MUMBAI: As businesses struggle to resume operations after gradual relaxation of the nationwide lockdown, corporate debt is likely to increase, adding to the already stressed balance sheet. Top 500 debt-heavy private sector borrowers may see an additional ₹1.67 trillion of debt during FY21-22 due to covid-19 led disruptions, according to India Ratings and Research (Ind-Ra).
Tepid corporate capex, coupled with muted revenue, is likely to restrict credit growth in FY21, it said on Monday.
The rating agency added that the additional ₹1.67 trillion of debt is over and above the ₹2.54 trillion anticipated prior to the onset of pandemic, taking the cumulative quantum to ₹4.21 trillion. “This constitutes 6.63% of the total debt. Given that 11.57% of the outstanding debt is already stressed, the proportion of stressed debt is likely to increase to 18.21% of the outstanding quantum. Ind-Ra expects the corresponding credit cost to be 3.57% of the total debt," it said.

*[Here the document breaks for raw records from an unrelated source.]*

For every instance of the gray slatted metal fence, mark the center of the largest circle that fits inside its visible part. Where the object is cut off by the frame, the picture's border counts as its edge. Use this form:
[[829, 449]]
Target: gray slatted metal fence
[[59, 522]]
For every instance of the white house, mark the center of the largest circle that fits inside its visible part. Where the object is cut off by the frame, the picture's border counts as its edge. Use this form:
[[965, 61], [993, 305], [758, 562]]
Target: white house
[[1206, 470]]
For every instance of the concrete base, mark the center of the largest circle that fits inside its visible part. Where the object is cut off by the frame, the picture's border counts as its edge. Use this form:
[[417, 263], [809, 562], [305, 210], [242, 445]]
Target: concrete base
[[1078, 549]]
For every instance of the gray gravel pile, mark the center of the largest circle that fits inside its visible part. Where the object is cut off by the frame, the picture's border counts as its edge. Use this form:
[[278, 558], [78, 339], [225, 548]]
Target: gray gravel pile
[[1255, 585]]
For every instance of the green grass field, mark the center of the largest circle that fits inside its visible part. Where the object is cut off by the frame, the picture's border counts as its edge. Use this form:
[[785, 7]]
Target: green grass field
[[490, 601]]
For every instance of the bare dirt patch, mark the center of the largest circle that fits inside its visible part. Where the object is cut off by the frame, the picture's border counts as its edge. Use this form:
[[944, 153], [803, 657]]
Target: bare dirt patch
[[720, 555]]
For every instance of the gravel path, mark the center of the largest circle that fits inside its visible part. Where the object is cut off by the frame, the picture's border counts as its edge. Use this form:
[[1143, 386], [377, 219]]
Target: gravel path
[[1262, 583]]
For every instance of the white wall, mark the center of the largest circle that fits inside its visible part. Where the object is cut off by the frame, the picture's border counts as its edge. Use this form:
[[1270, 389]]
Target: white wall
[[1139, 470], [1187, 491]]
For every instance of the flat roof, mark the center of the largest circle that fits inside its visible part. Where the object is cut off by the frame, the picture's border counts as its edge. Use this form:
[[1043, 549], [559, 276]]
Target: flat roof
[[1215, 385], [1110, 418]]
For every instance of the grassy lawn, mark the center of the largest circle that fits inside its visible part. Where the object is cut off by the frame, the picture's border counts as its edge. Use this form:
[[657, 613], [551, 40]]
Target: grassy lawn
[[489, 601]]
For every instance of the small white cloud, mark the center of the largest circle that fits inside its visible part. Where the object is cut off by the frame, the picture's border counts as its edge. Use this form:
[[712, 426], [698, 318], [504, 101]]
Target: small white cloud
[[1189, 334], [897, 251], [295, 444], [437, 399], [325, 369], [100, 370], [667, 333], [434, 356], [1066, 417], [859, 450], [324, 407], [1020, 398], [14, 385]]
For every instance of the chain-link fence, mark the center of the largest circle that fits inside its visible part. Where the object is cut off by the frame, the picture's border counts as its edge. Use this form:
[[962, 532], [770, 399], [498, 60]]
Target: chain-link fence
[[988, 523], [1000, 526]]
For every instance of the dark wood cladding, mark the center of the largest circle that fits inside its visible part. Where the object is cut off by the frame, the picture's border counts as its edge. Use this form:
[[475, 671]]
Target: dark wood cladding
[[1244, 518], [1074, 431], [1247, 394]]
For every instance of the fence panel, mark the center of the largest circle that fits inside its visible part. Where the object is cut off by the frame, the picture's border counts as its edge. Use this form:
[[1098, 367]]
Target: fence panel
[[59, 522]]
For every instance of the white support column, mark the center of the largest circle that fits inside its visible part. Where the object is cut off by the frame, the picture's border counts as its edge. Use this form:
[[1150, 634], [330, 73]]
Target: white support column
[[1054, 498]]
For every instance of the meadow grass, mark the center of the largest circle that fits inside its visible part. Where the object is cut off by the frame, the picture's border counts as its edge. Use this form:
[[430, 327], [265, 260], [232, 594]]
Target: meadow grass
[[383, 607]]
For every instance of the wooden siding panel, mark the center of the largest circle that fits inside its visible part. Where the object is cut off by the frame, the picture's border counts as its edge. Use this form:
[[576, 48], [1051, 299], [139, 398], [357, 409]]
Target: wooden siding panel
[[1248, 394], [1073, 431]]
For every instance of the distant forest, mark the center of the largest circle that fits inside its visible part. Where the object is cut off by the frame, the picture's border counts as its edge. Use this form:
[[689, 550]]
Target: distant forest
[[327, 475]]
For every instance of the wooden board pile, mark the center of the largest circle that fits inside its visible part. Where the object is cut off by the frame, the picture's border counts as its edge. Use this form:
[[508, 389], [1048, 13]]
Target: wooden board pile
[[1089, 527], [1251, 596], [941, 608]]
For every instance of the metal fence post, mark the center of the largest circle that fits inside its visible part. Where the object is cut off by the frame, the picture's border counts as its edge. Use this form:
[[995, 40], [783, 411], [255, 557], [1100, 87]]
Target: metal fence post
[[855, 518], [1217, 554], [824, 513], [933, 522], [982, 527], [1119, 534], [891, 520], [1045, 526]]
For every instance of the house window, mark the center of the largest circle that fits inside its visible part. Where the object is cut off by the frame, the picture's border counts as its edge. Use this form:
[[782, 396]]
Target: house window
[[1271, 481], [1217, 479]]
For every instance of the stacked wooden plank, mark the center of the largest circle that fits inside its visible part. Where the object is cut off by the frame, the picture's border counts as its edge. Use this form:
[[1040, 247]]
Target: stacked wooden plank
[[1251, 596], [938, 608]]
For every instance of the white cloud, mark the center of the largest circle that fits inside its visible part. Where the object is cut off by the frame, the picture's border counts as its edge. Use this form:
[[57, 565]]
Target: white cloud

The agency believes that in a scenario, wherein funding markets continue to see high risk aversion, corporate stress could increase by ₹1.68 trillion, resulting in ₹5.89 trillion of the corporate debt (9.27% of the total debt) becoming stressed in FY21-FY22. The resultant credit cost could be higher at 4.82% of the outstanding book. Consequently, 20.84% of the outstanding debt could be under stress in the agency’s stress case scenario.
Although further revisions in the FY21 GDP growth expectations by itself may not lead to a change in Ind-Ra’s stress estimates, the risk of a significantly prolonged recovery in the economic activity through FY22 and a larger-than-anticipated dent on demand could even result in stresses surpassing the agency’s stress-case estimates. The spread of the pandemic, policy response and its impact on economic growth, and the actual buildup of stress could result in higher default rates and credit costs – in line with the peak levels experienced in the last decade.
India Ratings expects the ₹4.81 trillion fresh credit demand by the top 500 debt-heavy private sector corporates to emanate from a mix of receivable financing and a further drawdown of unutilised bank limits to shore up liquidity, meet cash flow shortfalls and fund various isolated pockets of capex spending – largely restricted to maintenance capex.
It cautions that as economic uncertainties continue to linger, lenders, despite adequate liquidity, are most likely to deploy their capital at the upper end of the credit curve with a shorter tenure.
Lenders may turn even more selective, weakening the resource mobilisation ability of lower rated issuers in the investment grade, including those rated in the ‘A’ and ‘BBB’ categories. “Consequently, these issuers are at the greatest risk of facing rating transitions in FY21, although the rating sensitivities for various higher rated corporates could also be tested," it added.